Refactor Temperature Scaling in Distillation Loss (#444)

## Summary Addressed the part of issue raised in #441 Moving the scale temperature outside the `distillation_loss_fn` is fine as well. Keep the `loss_fn` simpler, and the rest can be handled in the `forward` function beforehand. Thanks to the advice by @Tcc0403  ## Testing Done   - Hardware Type: <BLANK> - [ ] run `make test` to ensure correctness - [X] run `make checkstyle` to ensure code style - [ ] run `make test-convergence` to ensure convergence --------- Signed-off-by: Austin Liu <[email protected]>
linkedin · Jan 1, 2025 · c46d951 · c46d951
1 parent 42ff02a
commit c46d951
Showing 1 changed file with 12 additions and 7 deletions.

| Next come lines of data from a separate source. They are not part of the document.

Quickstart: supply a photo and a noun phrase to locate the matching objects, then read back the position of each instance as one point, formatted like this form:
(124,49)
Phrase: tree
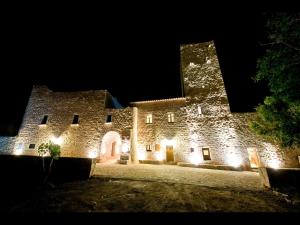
(51,149)
(278,118)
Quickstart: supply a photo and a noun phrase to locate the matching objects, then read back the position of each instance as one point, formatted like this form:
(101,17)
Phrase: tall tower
(202,80)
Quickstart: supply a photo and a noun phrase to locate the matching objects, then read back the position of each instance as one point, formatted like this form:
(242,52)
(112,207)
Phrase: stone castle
(197,129)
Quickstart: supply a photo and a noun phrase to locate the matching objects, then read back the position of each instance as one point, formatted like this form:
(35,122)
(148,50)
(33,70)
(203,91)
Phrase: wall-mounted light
(166,142)
(274,163)
(234,160)
(195,158)
(92,154)
(57,140)
(19,150)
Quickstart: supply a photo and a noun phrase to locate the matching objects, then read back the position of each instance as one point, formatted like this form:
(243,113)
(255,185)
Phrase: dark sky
(134,55)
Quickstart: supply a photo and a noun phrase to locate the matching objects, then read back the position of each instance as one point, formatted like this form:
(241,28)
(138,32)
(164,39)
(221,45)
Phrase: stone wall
(203,120)
(7,144)
(160,131)
(78,140)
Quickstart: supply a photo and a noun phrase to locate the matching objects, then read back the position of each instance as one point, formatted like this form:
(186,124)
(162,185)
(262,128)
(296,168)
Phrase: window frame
(74,121)
(31,148)
(171,117)
(206,157)
(149,118)
(44,120)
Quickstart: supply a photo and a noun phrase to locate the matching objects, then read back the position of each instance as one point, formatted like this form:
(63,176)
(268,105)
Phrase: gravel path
(185,175)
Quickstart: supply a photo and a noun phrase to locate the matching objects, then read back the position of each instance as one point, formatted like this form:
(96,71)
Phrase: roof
(159,100)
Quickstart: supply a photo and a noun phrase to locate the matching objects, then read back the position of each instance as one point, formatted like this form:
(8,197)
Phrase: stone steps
(124,159)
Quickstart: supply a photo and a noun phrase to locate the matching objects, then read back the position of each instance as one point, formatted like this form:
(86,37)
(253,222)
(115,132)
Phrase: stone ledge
(210,166)
(151,162)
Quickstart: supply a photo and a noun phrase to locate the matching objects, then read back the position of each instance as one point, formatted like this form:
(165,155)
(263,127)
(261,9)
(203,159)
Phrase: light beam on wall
(92,154)
(57,140)
(234,160)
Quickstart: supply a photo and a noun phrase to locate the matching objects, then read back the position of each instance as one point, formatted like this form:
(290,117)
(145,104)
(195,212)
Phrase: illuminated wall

diff --git a/src/liger_kernel/chunked_loss/fused_linear_distillation.py b/src/liger_kernel/chunked_loss/fused_linear_distillation.py
@@ -8,12 +8,15 @@
 
 class LigerFusedLinearDistillationBase(torch.autograd.Function):
     @abstractmethod
-    def distillation_loss_fn(student_logits, teacher_logits, temperature):
+    def distillation_loss_fn(
+        student_logits,
+        teacher_logits,
+    ):
         """
         Compute distillation loss.
         Args:
-            student_logits (torch.Tensor): Raw logits of student tokens. Shape: (batch_size * seq_len, vocab_size).
-            teacher_logits (torch.Tensor): Raw logits of teacher tokens. Shape: (batch_size * seq_len, vocab_size).

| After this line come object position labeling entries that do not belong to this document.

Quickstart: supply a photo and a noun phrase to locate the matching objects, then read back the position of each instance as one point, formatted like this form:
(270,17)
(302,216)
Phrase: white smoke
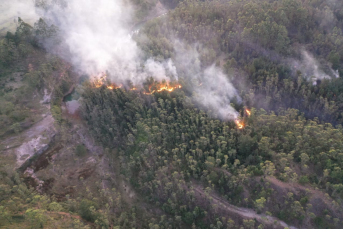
(311,68)
(212,88)
(96,39)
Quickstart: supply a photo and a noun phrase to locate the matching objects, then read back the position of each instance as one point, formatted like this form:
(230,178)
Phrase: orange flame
(111,87)
(240,124)
(158,87)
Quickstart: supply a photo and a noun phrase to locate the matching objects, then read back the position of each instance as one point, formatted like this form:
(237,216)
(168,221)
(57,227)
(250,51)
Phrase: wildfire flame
(111,87)
(240,124)
(158,87)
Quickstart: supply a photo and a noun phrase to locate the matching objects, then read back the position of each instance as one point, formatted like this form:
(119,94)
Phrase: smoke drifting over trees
(99,40)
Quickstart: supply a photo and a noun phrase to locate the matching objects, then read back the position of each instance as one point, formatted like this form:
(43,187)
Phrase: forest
(186,166)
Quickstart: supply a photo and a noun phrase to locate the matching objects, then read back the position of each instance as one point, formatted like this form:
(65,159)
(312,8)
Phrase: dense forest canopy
(275,66)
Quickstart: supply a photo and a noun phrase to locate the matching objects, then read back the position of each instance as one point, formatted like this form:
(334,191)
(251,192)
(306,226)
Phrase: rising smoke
(96,38)
(311,68)
(212,88)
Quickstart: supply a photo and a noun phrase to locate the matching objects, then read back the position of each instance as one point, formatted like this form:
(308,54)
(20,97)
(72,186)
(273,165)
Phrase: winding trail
(244,212)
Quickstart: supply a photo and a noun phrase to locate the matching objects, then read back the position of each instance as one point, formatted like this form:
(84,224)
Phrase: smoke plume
(312,69)
(212,88)
(96,38)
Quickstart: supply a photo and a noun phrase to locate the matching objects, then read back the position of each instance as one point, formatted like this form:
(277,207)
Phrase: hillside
(171,114)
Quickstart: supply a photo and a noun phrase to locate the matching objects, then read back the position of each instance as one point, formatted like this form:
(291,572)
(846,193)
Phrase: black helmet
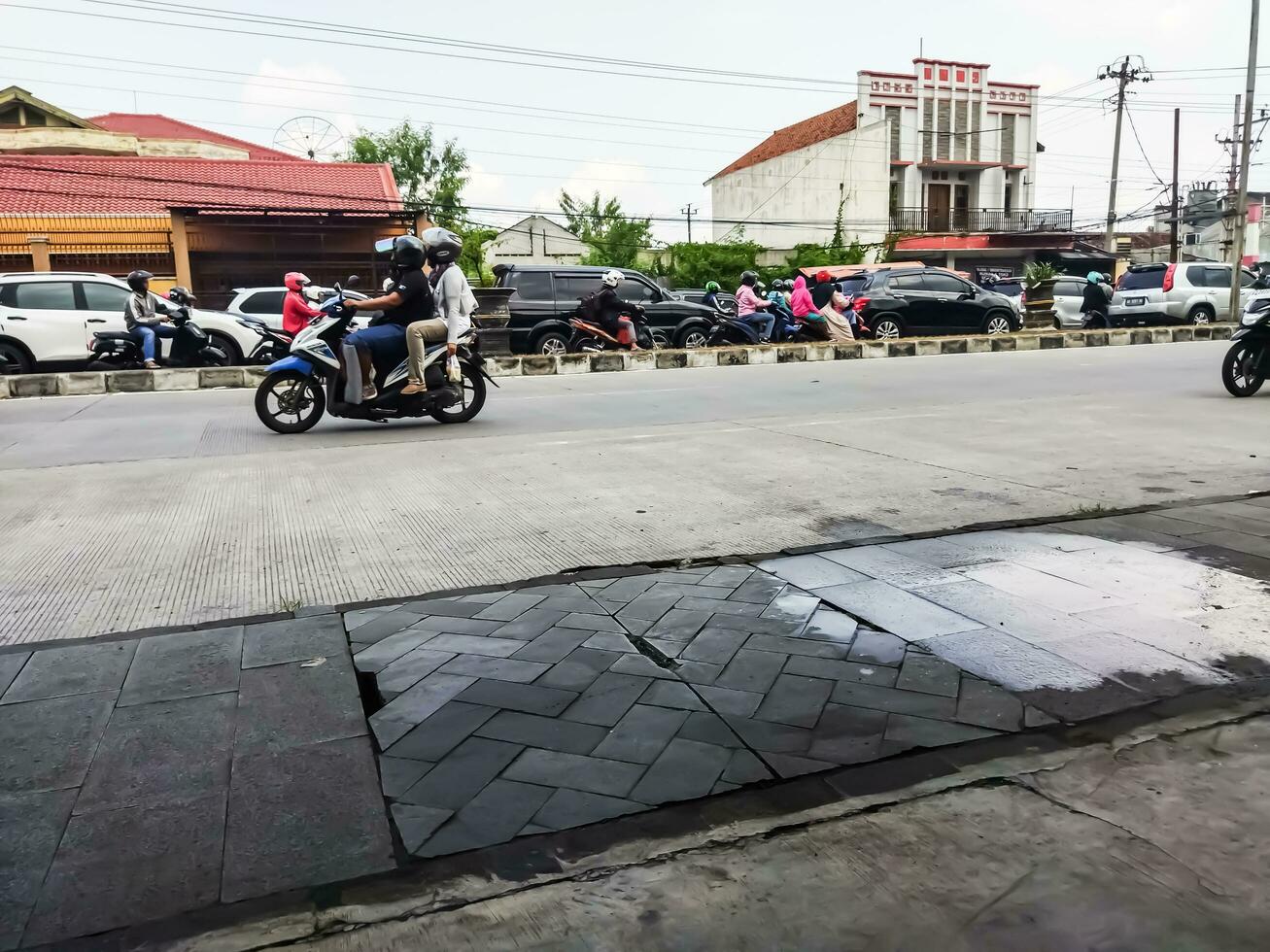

+            student_logits (torch.Tensor): Raw (temperature-scaled) logits of student tokens. Shape: (batch_size * seq_len, vocab_size).
+            teacher_logits (torch.Tensor): Raw (temperature-scaled) logits of teacher tokens. Shape: (batch_size * seq_len, vocab_size).
         """
         raise NotImplementedError("Distillation loss function must be implemented.")
 
@@ -65,7 +68,6 @@ def _compute_loss(
         distillation_loss_fn=None,
         full_target=None,
         ignore_index=-100,
-        temperature=1.0,
         weight_hard_loss=0.5,
         weight_soft_loss=0.5,
         compute_ce_loss=True,
@@ -107,7 +109,7 @@ def _compute_loss(
 
         hard_loss /= full_target.shape[0]
 
-        soft_loss = distillation_loss_fn(student_logits_chunk, teacher_logits_chunk, temperature)
+        soft_loss = distillation_loss_fn(student_logits_chunk, teacher_logits_chunk)
         soft_loss /= full_target.shape[0]
 
         loss = weight_hard_loss * hard_loss + weight_soft_loss * soft_loss
@@ -147,10 +149,11 @@ def forward(
             teacher_bias (torch.Tensor, optional): Teacher bias tensor. Shape: (vocab_size,).
             loss_fn (callable): Loss function to compute the loss on a chunk of input/target.
             chunk_size (int): Size of a chunk.
-            compute_ce_loss (bool): Whether to compute CE loss.
             ignore_index (int): Index to ignore for loss computation.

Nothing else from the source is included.